Thinking back on it, however, our children’s favorite stories were always the ones we made up; tales created at the spur of the moment in the midst of a long car ride or in a bid to get a little one to calm down before bedtime. These stories always seemed to be about them, out on some adventure or another: a treasure hunt with their cousins; a search for a tiger that inevitably turned out to be our cat Beazlie; a journey to a toy store where the toys mysteriously came to life after dark. Those stories got told what seemed like a hundred times or more, and we had to tell them a certain way (more than once, as I recall, I’d start to “tell the tale,” only to be corrected at every turn because it wasn’t the way Mum tells it!). But no matter how many times the story got retold, or even long after we’d assumed they’d forgotten about them altogether, sooner or later one of them would come and ask us again: “Tell me the story… tell me the story about me.”
That memory came to mind the other morning as we gathered our church’s children to rehearse this year’s Christmas pageant, a lovely (and wonderfully multi-generational!) tradition in this and many other congregations about now. It occurred to me that more than simply dressing up our kids in bathrobes, tinsel and tinfoil wings so they can look cute and sing some Christmas songs, what we’re doing in the midst of barely controlled chaos (!) is to “tell the story;” and not just any story, but the story of the birth of Jesus, our Savior, which as believers is our story: the very reason we call ourselves Christian and why share the name of Christ. It’s more than a twice-told tale of something that happened in some backwoods village in the Middle East two thousand years ago; it’s a story about us, about you and me in this time and place, and who we are.
In and through the familiar tableau of manger, angel and star hangs this wondrous tale of our need for life and truth, and of the ways of divine love. It’s the story of how our God brought light and life to a world mired in darkness; it’s about the gift of a Savior unto a people seemingly condemned to everlasting hurt and despair, a gift that brought “joy to the world” with redemption and true salvation, a gift that continues to be ours to this day. Indeed, this is no less than the story of our own sure and certain hope, a hope personified in a tiny, helpless baby born amongst farm animals by the light of a shining star.
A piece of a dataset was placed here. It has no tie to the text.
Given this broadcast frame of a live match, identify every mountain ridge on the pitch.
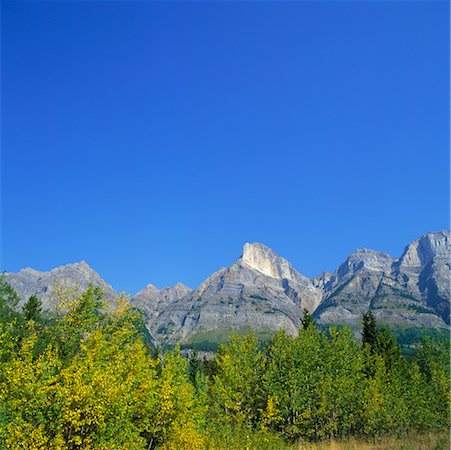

Granted, given that the depth of the storytelling pretty much depends on the whims of your average group of already overly excited pre-schoolers, the whole choreography of such an important production is to say the very least, daunting; and it’s tempting in this post-modern, high-tech era to wonder if, in fact, “there’s an app for that” or at least a video to show that might serve the same purpose. In the end, however, we know better, and gladly we go back to our yearly parade of shepherds, kings and baby angels, knowing that in doing so we are not only passing this beautiful story of the nativity and the true meaning of Christmas on to the next generation of believers, we’re also reminding ourselves of who we are and whose we’ve always been.
All I know is that on more occasions than I could possible share with you here, I’ve spoken with adults who, upon returning to church after many years’ absence, will speak very warmly about those years long ago that they spent carrying a shepherd’s crook or managing a long, flowing angel robe. These were the memories of a story that they themselves got to tell so many years before; a story that always stayed in their hearts and which inevitably, if slowly, sparked a great need to somehow reconnect to the divine promise of love that was found in an indescribable mixture of timeless words and familiar music; that which inspired them to bring their own children so perhaps they might get to hear, and tell, the story for themselves.
This year, a mid-December snowstorm forced the postponement of this year’s pageant at East Church; nonetheless, the story will be told yet again, and so even now, this year’s cast of players – Mary and Joseph, the shepherds and Magi, lambs, angels and of course the baby himself – are all awaiting their cues, ready to share anew the joy of that silent, holy night in Bethlehem long ago; with perchance, a bit of our story revealed therein.
Alleluia, indeed… and Merry Christmas.